A cautionary tale of risk assurance

By: Alex Roberts, Cura Software Solutions’ regional director

2017 saw the resignation of several senior executives of large global corporations as a result of organisation-wide malpractice. 

This has established a new benchmark for accountability in South Africa: executives are being more assertive when it comes to wrongdoings within their businesses. The directors’ role is to balance performance and compliance by ensuring that management’s actions are consistent with corporate strategy, reflective of the culture of the business, and in line with the organisation’s risk tolerance. Failure to do so is grounds for dismissal. Executive committee members taking oversight responsibility for the actions of others is a step towards the mandate of transparency and honesty that audit firms and consultancies endeavour to uphold , believes that this is a cautionary tale for every organisation to establish airtight assurance processes in 2018 in order to ensure that your exco board does not fall into the line of fire. “All organisational risk stems from one of two places: business objectives or operational processes. It is of paramount importance that your business implements appropriate levels of combined assurance to manage risk. The three tiers of assurance – audits, reviews and agreed-upon procedures – should be carefully maintained.”

So, how do you protect your executives against catastrophic risk repercussions? According to Roberts, the key to a sound risk assurance structure is to instil a GRC culture from a strategic perspective. This provides a three- dimensional safeguard, incorporating people, technology and processes. It is essential that these assurance activities are coordinated to ensure resources are used in the most efficient and effective way.

The first step to be taken towards a sound assurance structure is appointing the right representatives within your business. Management and the board will need to ensure that the assurance providers appointed – both external and internal – are equipped with the necessary experience and skills to execute an acceptable approach. Your risk manager should be supported by a carefully constructed team, including line managers, senior management, internal and external auditors, financial reporting review teams, and workplace health and safety auditors. This team then establishes a business case: an overview status of the assurance profile.

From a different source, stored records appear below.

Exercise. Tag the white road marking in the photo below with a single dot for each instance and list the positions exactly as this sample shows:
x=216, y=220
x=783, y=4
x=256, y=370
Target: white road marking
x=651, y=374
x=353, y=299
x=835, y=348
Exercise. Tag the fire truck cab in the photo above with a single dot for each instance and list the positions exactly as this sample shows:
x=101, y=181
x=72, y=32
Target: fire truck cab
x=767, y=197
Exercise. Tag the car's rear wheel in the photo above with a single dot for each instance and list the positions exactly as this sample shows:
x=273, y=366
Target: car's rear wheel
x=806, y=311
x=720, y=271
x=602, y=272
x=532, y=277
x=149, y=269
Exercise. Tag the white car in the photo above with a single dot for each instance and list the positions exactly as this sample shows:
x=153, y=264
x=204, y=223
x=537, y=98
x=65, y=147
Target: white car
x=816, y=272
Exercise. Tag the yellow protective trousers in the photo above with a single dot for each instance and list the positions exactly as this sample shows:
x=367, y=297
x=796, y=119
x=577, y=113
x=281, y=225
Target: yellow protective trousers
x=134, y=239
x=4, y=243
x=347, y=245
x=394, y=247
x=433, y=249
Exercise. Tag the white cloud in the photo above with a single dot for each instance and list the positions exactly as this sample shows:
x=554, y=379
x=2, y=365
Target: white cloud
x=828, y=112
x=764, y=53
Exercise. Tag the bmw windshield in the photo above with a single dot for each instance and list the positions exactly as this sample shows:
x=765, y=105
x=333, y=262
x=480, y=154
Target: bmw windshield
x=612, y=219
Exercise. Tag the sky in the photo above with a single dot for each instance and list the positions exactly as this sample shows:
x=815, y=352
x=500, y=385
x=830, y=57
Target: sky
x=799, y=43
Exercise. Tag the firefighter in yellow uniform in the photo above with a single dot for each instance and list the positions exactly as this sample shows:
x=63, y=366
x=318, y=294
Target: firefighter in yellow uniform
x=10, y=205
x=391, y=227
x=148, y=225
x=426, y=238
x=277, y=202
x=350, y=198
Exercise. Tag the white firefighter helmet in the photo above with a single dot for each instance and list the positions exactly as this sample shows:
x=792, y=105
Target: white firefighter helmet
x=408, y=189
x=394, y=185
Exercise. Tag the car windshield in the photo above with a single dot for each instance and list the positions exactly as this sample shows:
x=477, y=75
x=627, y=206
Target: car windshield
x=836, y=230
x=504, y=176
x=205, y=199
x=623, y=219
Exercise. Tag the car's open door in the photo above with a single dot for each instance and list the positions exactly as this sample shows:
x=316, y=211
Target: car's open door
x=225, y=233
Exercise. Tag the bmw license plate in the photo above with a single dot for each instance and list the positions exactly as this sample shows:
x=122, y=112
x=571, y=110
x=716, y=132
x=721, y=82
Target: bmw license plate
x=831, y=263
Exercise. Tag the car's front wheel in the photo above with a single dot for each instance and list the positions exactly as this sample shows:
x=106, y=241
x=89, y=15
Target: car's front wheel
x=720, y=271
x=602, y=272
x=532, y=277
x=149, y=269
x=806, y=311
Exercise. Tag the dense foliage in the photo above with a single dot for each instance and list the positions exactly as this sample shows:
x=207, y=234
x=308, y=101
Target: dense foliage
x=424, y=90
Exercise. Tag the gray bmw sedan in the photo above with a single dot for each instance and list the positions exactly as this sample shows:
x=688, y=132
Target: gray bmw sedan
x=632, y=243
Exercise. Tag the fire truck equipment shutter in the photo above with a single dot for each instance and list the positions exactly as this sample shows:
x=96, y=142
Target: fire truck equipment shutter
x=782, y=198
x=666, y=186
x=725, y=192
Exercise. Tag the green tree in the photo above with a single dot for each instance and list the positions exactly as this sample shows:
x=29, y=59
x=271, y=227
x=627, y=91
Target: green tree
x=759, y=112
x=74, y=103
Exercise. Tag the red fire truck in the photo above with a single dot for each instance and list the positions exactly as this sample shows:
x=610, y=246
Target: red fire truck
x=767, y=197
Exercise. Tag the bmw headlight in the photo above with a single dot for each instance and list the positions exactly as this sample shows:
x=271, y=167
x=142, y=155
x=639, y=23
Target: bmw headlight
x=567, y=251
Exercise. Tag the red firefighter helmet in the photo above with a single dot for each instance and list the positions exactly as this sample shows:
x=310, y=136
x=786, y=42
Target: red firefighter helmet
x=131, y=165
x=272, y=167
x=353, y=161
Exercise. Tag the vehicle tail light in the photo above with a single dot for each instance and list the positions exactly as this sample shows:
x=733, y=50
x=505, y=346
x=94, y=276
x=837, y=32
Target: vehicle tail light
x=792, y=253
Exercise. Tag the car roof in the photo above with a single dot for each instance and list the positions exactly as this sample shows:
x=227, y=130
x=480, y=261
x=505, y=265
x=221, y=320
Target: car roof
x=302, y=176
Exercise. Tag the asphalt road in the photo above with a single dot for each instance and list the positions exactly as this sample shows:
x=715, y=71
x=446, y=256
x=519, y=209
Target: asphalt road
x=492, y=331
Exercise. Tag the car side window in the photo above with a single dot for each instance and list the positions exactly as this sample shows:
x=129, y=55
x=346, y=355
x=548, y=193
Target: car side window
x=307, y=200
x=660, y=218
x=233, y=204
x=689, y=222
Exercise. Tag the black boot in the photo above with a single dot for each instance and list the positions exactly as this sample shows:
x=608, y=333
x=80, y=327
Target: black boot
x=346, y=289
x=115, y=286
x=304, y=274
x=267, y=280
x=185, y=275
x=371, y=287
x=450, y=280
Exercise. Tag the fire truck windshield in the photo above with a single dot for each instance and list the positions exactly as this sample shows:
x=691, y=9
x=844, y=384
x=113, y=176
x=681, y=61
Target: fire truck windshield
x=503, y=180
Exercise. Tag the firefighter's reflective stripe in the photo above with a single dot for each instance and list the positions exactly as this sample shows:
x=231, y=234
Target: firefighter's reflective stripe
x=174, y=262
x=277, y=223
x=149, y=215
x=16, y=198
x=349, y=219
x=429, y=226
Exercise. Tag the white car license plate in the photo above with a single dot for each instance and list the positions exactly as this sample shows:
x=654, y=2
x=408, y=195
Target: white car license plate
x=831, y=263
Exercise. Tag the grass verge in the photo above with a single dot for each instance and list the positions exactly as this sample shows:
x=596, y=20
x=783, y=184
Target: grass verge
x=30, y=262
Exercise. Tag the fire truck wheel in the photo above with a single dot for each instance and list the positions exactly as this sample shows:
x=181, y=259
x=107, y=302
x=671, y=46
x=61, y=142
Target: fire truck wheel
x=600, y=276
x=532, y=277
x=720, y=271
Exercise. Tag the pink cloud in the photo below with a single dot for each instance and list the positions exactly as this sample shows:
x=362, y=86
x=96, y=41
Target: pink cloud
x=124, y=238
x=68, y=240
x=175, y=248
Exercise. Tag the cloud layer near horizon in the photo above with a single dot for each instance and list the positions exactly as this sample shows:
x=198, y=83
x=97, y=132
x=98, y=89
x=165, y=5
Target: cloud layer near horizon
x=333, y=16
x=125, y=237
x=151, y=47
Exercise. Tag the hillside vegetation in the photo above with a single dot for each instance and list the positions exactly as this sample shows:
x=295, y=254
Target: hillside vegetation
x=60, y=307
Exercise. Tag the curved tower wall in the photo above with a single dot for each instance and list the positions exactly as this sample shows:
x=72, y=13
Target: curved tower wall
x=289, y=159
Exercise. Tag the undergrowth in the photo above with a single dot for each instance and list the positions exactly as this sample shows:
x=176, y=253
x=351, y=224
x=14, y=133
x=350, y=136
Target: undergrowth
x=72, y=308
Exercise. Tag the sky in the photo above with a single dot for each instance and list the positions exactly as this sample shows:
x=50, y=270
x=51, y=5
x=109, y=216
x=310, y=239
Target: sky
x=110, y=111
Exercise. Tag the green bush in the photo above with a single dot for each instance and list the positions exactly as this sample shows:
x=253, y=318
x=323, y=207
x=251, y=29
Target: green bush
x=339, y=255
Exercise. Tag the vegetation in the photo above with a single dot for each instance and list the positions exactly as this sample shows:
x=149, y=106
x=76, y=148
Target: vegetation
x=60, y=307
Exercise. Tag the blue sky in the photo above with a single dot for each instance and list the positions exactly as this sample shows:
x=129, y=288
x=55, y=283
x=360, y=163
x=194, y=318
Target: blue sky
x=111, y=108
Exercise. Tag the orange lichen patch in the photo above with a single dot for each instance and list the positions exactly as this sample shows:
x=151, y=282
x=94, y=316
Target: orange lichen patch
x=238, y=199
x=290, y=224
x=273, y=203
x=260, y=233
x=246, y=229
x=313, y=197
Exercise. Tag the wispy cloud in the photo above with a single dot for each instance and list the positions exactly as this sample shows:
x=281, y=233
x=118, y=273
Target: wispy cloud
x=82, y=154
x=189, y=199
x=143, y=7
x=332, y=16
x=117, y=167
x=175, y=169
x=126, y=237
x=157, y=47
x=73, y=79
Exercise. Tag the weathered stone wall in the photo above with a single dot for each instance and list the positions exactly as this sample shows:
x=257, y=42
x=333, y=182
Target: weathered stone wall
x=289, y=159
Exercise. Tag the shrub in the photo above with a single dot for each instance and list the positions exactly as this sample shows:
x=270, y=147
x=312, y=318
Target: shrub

This profile sets the scene for the establishment of a combined assurance strategy. The second step to take is accumulating consistent, accurate data from multiple sources. This effective control environment supports the integrity of information for both internal decision-making and of the organisation’s external reports. Ideally, the data should be captured within risk management software to allow analysis and reporting from the data captured.

Developing an effective combined assurance approach is one thing, but implementation must be supported by ongoing efforts to ensure that this methodology continues to increase the value it is designed to create.

Roberts concludes, “The implementation of a combined assurance model will take time and effort to establish and maintain, however, this time and effort is insignificant compared to the potential repercussions from having an insufficient strategy in place.”